Well, I did figure out the answer . . . sort of! Unfortunately, the answer is . . . well, it’s complicated. 🙂
Hah. Sorry. Here we go . . .
Also . . . Please see my full review on fertility supplements, as a prenatal is often insufficient for personal infertility needs. I don’t currently have a post on supplements for pregnancy, beyond prenatals, but I’m working on it!
Table of Contents
The Problem with Finding a Perfect Prenatal
Okay, so here is the problem- there is no single best prenatal vitamin. If you’re on the hunt for the best prenatals and looking for a crystal clear answer, I’m sorry! This is one of the reasons it has taken me so long to write this blog post. I’ve been hoping a “perfect” prenatal would come on the market!
If you’re familiar with my blog, you know that I’m passionate about lots of particular products, including one certain probiotic for fertility (Seed), one certain CoQ10 (Pharmarnord– read more here), and one certain protein powder (Perfect Supplements– read more in my smoothie post!).
But, I’m just not PASSIONATE about one “best” prenatal. There are a few that I think are very, very good, several that I think are good, and many more that I think are okay. And a whole bunch I think aren’t good. So, the good news is there is a lot to choose from! The bad news is that YOU are still going to have to do some decision-making on the best prenatals after reading through the post! For some of you, it may come down to access and cost, of course.

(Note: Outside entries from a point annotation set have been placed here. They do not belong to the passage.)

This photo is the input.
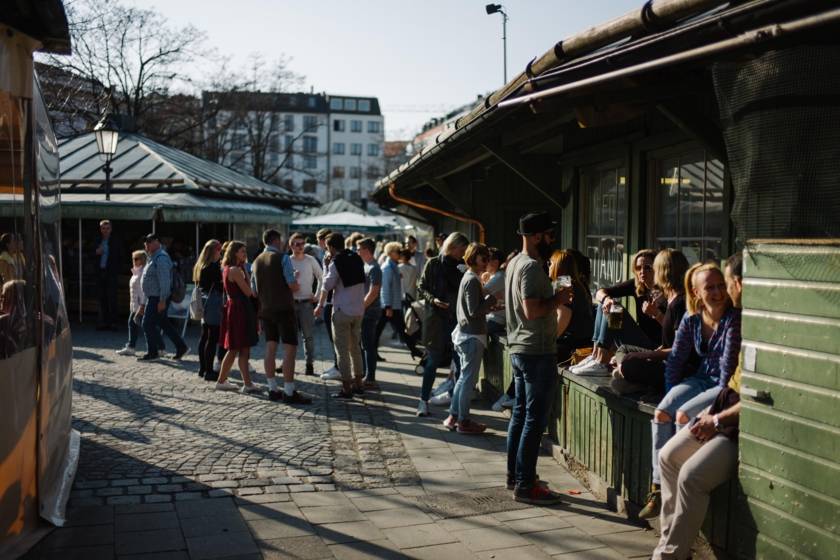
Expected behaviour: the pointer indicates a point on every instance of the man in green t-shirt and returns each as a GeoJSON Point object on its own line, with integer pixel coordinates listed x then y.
{"type": "Point", "coordinates": [532, 332]}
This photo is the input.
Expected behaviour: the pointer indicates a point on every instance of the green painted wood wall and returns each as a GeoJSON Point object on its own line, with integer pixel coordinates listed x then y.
{"type": "Point", "coordinates": [790, 437]}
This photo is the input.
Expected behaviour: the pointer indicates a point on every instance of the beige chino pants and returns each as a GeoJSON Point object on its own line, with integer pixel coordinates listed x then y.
{"type": "Point", "coordinates": [347, 337]}
{"type": "Point", "coordinates": [690, 471]}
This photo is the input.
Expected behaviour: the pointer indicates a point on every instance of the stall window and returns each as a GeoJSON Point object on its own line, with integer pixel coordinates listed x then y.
{"type": "Point", "coordinates": [604, 196]}
{"type": "Point", "coordinates": [687, 202]}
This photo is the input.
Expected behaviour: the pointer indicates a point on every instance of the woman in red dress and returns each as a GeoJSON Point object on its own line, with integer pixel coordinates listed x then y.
{"type": "Point", "coordinates": [238, 331]}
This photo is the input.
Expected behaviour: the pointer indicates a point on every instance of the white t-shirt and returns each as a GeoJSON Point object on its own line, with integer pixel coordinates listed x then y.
{"type": "Point", "coordinates": [309, 271]}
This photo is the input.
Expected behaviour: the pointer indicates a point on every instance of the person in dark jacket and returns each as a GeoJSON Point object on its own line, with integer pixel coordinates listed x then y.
{"type": "Point", "coordinates": [109, 260]}
{"type": "Point", "coordinates": [646, 334]}
{"type": "Point", "coordinates": [438, 287]}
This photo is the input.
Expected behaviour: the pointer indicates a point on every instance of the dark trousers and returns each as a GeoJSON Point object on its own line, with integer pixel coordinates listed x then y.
{"type": "Point", "coordinates": [369, 344]}
{"type": "Point", "coordinates": [133, 330]}
{"type": "Point", "coordinates": [106, 289]}
{"type": "Point", "coordinates": [328, 325]}
{"type": "Point", "coordinates": [153, 323]}
{"type": "Point", "coordinates": [207, 347]}
{"type": "Point", "coordinates": [535, 377]}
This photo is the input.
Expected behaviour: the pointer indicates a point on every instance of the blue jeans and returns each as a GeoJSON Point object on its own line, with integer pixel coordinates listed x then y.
{"type": "Point", "coordinates": [133, 330]}
{"type": "Point", "coordinates": [470, 353]}
{"type": "Point", "coordinates": [535, 377]}
{"type": "Point", "coordinates": [630, 332]}
{"type": "Point", "coordinates": [153, 323]}
{"type": "Point", "coordinates": [690, 396]}
{"type": "Point", "coordinates": [434, 358]}
{"type": "Point", "coordinates": [369, 343]}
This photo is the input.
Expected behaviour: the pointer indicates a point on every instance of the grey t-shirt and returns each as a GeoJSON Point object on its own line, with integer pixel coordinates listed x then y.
{"type": "Point", "coordinates": [526, 279]}
{"type": "Point", "coordinates": [373, 276]}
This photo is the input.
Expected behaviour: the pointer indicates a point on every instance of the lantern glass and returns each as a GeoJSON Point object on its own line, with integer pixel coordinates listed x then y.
{"type": "Point", "coordinates": [106, 140]}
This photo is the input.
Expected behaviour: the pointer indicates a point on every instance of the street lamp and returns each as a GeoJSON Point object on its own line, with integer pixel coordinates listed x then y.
{"type": "Point", "coordinates": [499, 9]}
{"type": "Point", "coordinates": [107, 137]}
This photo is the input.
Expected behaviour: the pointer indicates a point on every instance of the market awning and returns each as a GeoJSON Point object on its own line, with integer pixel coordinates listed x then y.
{"type": "Point", "coordinates": [348, 221]}
{"type": "Point", "coordinates": [169, 207]}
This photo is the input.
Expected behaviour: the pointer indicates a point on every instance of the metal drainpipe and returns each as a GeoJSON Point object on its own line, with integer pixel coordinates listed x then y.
{"type": "Point", "coordinates": [392, 191]}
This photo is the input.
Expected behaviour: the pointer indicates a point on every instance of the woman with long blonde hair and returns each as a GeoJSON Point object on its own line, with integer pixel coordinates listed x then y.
{"type": "Point", "coordinates": [713, 333]}
{"type": "Point", "coordinates": [644, 334]}
{"type": "Point", "coordinates": [638, 371]}
{"type": "Point", "coordinates": [238, 332]}
{"type": "Point", "coordinates": [207, 274]}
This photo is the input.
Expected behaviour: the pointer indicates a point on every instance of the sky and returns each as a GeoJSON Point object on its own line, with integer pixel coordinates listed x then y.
{"type": "Point", "coordinates": [420, 58]}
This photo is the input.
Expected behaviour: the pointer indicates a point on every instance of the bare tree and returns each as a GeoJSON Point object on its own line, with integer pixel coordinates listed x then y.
{"type": "Point", "coordinates": [247, 125]}
{"type": "Point", "coordinates": [125, 59]}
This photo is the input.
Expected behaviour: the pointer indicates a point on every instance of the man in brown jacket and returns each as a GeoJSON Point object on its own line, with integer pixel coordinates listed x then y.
{"type": "Point", "coordinates": [274, 282]}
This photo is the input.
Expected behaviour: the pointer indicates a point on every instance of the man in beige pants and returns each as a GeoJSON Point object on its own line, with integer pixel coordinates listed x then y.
{"type": "Point", "coordinates": [346, 278]}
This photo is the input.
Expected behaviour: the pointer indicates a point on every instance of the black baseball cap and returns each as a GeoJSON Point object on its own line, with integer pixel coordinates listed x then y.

Why is it so hard to weed through the best prenatals?
The reason that it is hard to find a perfect prenatal is multifaceted. First, because there are all sorts of things to look out for: BPA, phthalates (YES- you read that right), fillers & additives, pesticide residue, and heavy metals. And it’s not like the companies are advertising that they have these issues (but most of them do).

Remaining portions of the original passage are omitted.